I really like to use Preview when reading PDF files,
and I was wondering if there was a way to use Preview *inside browsers* to open PDFs.

Adobe Reader has a plugin that allows you to open PDFs inside browsers, but I don't like Adobe Reader.
There is this "PDF Browser Plugin", but I don't like that either, especially the fact that I have to click a button to zoom in or out.
I know I can set the browsers to 'use Preview' when opening PDFs, but I often open many PDFs, and I hope I could just open them inside the browsers so that I can still use the browsers' features (e.g. going back to the previous page).

I know Safari has a built-in PDF engine that works almost the same way as Preview (in fact I like Safari's built-in engine better; its pinch-zoom is smoother than Preview). I also know Chrome has its own built-in engine. I'm in fact looking to use a plugin for Opera, and many people might want such a thing for Firefox.

Based on my google searches, there doesn't seem to be a Preview plugin for browsers, but I'm asking in case I missed it, and also to ask if there's any way around it to achieve my purpose.

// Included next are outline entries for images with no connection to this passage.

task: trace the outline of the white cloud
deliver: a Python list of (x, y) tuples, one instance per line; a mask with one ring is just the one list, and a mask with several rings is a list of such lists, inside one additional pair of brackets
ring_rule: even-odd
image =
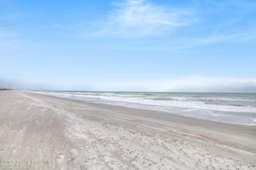
[(75, 81), (70, 82), (68, 79), (67, 81), (60, 80), (51, 84), (45, 84), (47, 81), (45, 80), (9, 80), (0, 78), (0, 87), (25, 90), (256, 92), (255, 78), (229, 79), (192, 76), (169, 80), (155, 79), (93, 82), (85, 80), (79, 83), (74, 83)]
[(128, 0), (114, 4), (103, 30), (99, 34), (145, 35), (160, 34), (188, 25), (193, 14), (188, 10), (155, 5), (146, 0)]
[(256, 92), (256, 79), (189, 76), (171, 80), (110, 82), (102, 84), (110, 91)]

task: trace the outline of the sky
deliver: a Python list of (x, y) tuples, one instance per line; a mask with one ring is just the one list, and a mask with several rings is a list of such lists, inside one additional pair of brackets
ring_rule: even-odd
[(0, 0), (0, 87), (256, 92), (254, 0)]

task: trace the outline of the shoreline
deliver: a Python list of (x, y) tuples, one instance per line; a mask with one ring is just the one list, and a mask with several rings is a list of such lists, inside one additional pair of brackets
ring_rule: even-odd
[(256, 126), (17, 91), (0, 100), (0, 158), (56, 158), (38, 169), (255, 169)]
[[(182, 93), (178, 95), (177, 93), (174, 93), (176, 95), (172, 96), (170, 95), (170, 93), (163, 92), (163, 94), (165, 95), (161, 96), (162, 95), (150, 92), (139, 94), (134, 92), (130, 93), (76, 91), (62, 93), (55, 91), (27, 92), (82, 100), (86, 102), (151, 110), (154, 112), (174, 114), (210, 121), (250, 126), (256, 125), (255, 122), (256, 117), (254, 114), (256, 113), (255, 107), (251, 107), (251, 106), (246, 106), (250, 104), (252, 105), (252, 106), (254, 105), (253, 101), (250, 100), (250, 104), (245, 104), (241, 101), (242, 99), (239, 98), (244, 98), (244, 96), (239, 96), (235, 97), (232, 96), (236, 95), (234, 94), (231, 94), (231, 96), (212, 96), (210, 95), (211, 94), (209, 94), (209, 96), (207, 95), (200, 96), (198, 93), (195, 93), (196, 94), (195, 96)], [(148, 95), (149, 95), (149, 98), (148, 97)], [(247, 99), (244, 99), (247, 101)], [(212, 101), (208, 103), (209, 100)], [(223, 103), (221, 105), (218, 104), (220, 102)]]

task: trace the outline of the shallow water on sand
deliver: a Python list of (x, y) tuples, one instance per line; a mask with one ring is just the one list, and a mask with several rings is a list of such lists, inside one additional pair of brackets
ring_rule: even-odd
[(33, 92), (149, 109), (210, 121), (256, 125), (256, 94), (63, 91)]

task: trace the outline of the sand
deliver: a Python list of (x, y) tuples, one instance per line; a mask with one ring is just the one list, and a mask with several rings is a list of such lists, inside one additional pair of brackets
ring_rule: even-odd
[(256, 127), (0, 91), (0, 169), (256, 169)]

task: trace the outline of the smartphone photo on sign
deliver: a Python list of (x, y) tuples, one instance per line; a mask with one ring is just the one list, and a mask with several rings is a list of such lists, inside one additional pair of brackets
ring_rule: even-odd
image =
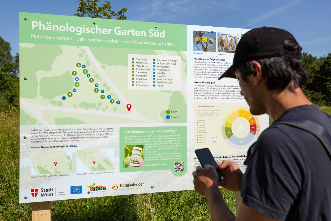
[(139, 163), (136, 161), (136, 160), (139, 160), (141, 156), (141, 147), (133, 147), (132, 149), (132, 153), (131, 154), (131, 160), (130, 162), (130, 165), (135, 167), (139, 166)]

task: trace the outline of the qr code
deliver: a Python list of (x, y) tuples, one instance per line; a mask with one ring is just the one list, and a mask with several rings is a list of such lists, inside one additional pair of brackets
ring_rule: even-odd
[(184, 172), (184, 162), (175, 162), (175, 173)]

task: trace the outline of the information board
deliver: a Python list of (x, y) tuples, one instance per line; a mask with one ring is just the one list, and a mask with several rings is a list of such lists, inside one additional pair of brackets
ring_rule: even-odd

Also, sort of related question is, is there a way to use Safari's or Chrome's built-in PDF viewers as standalone applications or in another browser (as plugins)? because ultimately I'd love to use Safari's built-in PDF viewer everywhere if I could..



Thanks mac experts!!
 
A Preview plugin is not needed. Preview is an application that is based on the 2-D graphics frameworks of MacOS X. Every MacOS X application has the same access to these frameworks that Preview has.
 
A Preview plugin is not needed. Preview is an application that is based on the 2-D graphics frameworks of MacOS X. Every MacOS X application has the same access to these frameworks that Preview has.

While that's true, I don't think any browser other than Safari actually takes advantage of that.

The PDF support in Mac OS X has some pretty serious limitations for cross-platform developers, so they tend to focus elsewhere.
 
...

The PDF support in Mac OS X has some pretty serious limitations for cross-platform developers, so they tend to focus elsewhere.
Limitation is not the correct word. MacOS X supports PDF, TIFF, and other graphics format natively. This causes a problem with many MacOS X applications that are targeted to other operating systems because the developer has to replicate the MacOS X functionality on the other OS or leave it out on the MacOS X application. This is an issue of longstanding and a source of no small amount of consternation for Mac users.

Strength is weakness. Greater support is a limitation. To call the Mac's support of increased functionality and file format support a limitation is 1984-style doublespeak.